High-profile Japanese figures visited Taiwan. Former Japanese PM Taro Aso 7 Aug visited Taiwan and delivered keynote address at regional forum in which he urged international community to “wake up” to worsening situation in Taiwan Strait. Nobuyuki Baba, leader of Japanese parliament’s second-largest opposition party, 2 Aug visited capital Taipei, asserting “Taiwan’s peace is Japan’s peace" and calling for more cooperation on deterrence.


Taiwan Strait

China maintained military activities around island and vowed stern response as presidential candidate of Taiwan’s ruling party planned U.S. visit in August, raising prospect of heightened tensions.

China continued military activity as Taiwan held military drills. As of 26 July, Taiwan during month had spotted 411 Chinese military aircraft entering its air defence identification zone (ADIZ), of which at least 156 either crossed unofficial maritime demarcation “median line” or were detected in south-western ADIZ; Taiwan detected 162 Chinese navy vessels in surrounding waters throughout month. Notably, China 21-22 July sent 37 aircraft and seven navy vessels around Taiwan. Earlier, Taiwan 3-4 July test fired anti-tank and Stinger missiles. China 12-14 July conducted large-scale exercises with fighter jets, bombers and warships south and south west of island; during drill, U.S. Navy patrol plane flew through Taiwan Strait. Taiwan’s army 13 July deployed armoured vehicles, drones and Javelin anti-tank missiles while rehearsing for anti-landing drill scheduled for 27 July in Bali, New Taipei – beach vulnerable to attack by China. Taiwan 24-27 July held its annual Han Kuang military exercises. U.S. House of Representatives 14 July passed National Defense Authorization Act 2024, $876.8bn bill that includes provisions for U.S. to “help Taiwan meet its self-defense needs.”
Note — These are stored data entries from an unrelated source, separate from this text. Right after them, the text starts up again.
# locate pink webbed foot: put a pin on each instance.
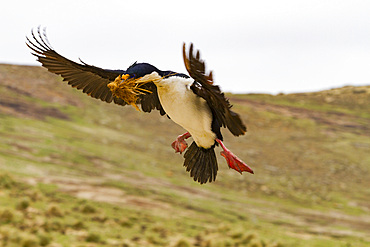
(233, 161)
(180, 144)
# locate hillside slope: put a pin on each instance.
(75, 171)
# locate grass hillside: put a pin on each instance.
(75, 171)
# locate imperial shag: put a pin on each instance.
(192, 102)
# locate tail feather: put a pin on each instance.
(201, 163)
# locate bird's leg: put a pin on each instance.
(180, 144)
(233, 161)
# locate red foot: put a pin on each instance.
(233, 161)
(180, 144)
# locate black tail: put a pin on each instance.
(201, 163)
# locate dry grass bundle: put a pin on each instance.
(128, 89)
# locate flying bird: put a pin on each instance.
(191, 101)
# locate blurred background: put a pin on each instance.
(75, 171)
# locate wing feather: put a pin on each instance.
(88, 78)
(203, 87)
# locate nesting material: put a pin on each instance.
(128, 89)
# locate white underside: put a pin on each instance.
(185, 108)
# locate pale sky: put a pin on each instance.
(254, 46)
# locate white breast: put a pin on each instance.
(186, 109)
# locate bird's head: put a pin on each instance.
(138, 70)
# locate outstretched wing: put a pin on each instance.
(203, 87)
(90, 79)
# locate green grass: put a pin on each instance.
(96, 174)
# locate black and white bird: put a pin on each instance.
(192, 102)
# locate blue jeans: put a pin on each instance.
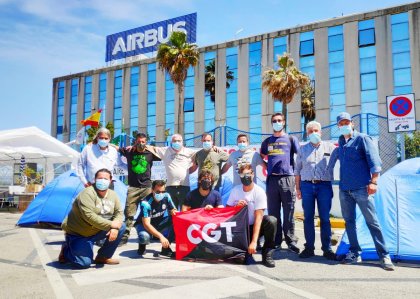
(322, 194)
(165, 227)
(78, 250)
(348, 200)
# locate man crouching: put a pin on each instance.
(96, 214)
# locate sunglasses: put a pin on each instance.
(242, 175)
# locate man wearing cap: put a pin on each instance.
(360, 166)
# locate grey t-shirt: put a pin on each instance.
(239, 158)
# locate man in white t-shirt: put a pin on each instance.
(178, 161)
(244, 155)
(251, 195)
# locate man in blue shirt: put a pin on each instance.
(313, 185)
(360, 166)
(279, 150)
(155, 219)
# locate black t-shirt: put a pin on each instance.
(139, 167)
(195, 200)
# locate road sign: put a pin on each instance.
(401, 113)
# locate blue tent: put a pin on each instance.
(397, 203)
(53, 203)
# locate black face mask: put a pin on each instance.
(140, 146)
(246, 180)
(205, 184)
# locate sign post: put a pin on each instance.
(401, 113)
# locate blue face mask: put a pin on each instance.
(345, 130)
(176, 145)
(207, 145)
(242, 146)
(103, 142)
(102, 184)
(277, 126)
(159, 196)
(315, 138)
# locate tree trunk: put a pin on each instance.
(181, 109)
(284, 112)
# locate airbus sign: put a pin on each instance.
(147, 38)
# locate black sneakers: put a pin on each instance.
(307, 253)
(293, 248)
(123, 241)
(329, 255)
(267, 259)
(142, 249)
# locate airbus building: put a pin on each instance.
(354, 62)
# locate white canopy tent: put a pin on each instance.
(37, 147)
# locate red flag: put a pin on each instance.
(92, 120)
(219, 233)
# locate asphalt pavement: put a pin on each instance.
(29, 269)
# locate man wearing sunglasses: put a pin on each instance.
(155, 219)
(279, 150)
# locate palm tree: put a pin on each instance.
(308, 105)
(283, 84)
(175, 58)
(210, 79)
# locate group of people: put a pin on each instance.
(293, 172)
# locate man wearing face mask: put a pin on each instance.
(360, 166)
(210, 158)
(139, 163)
(155, 219)
(313, 185)
(96, 156)
(203, 196)
(253, 196)
(279, 150)
(177, 160)
(244, 155)
(95, 214)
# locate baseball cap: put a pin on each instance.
(343, 115)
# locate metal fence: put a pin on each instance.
(390, 145)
Beijing warned of strong reaction to U.S. visit by ruling party official. Beijing lodged formal protest with Washington over ruling Democratic Progressive Party’s presidential candidate William Lai Ching-te’s planned stopover in U.S. in August en route to Paraguay, vowing “strong and resolute” action in response to “U.S. indulging and supporting Taiwan independence separatists”. In response, U.S. Sec of State Antony Blinken cautioned Beijing against using transit as “pretext for provocative action”; China’s warnings raise prospect of increased military activity.

Taiwan’s opposition articulated interpretation of “1992 consensus”. Kuomintang presidential nominee Hou Yu-ih 4 July affirmed his support for version of “1992 consensus” echoing party’s long-held position of “one China, different interpretations”; he stated opposition to both “one country, two systems” and President Tsai Ing-wen’s “stigmatisation” of consensus. William Lai Ching-te same day proposed four “pillars” of peace, beginning with Taiwan continuing to build up its defence capabilities.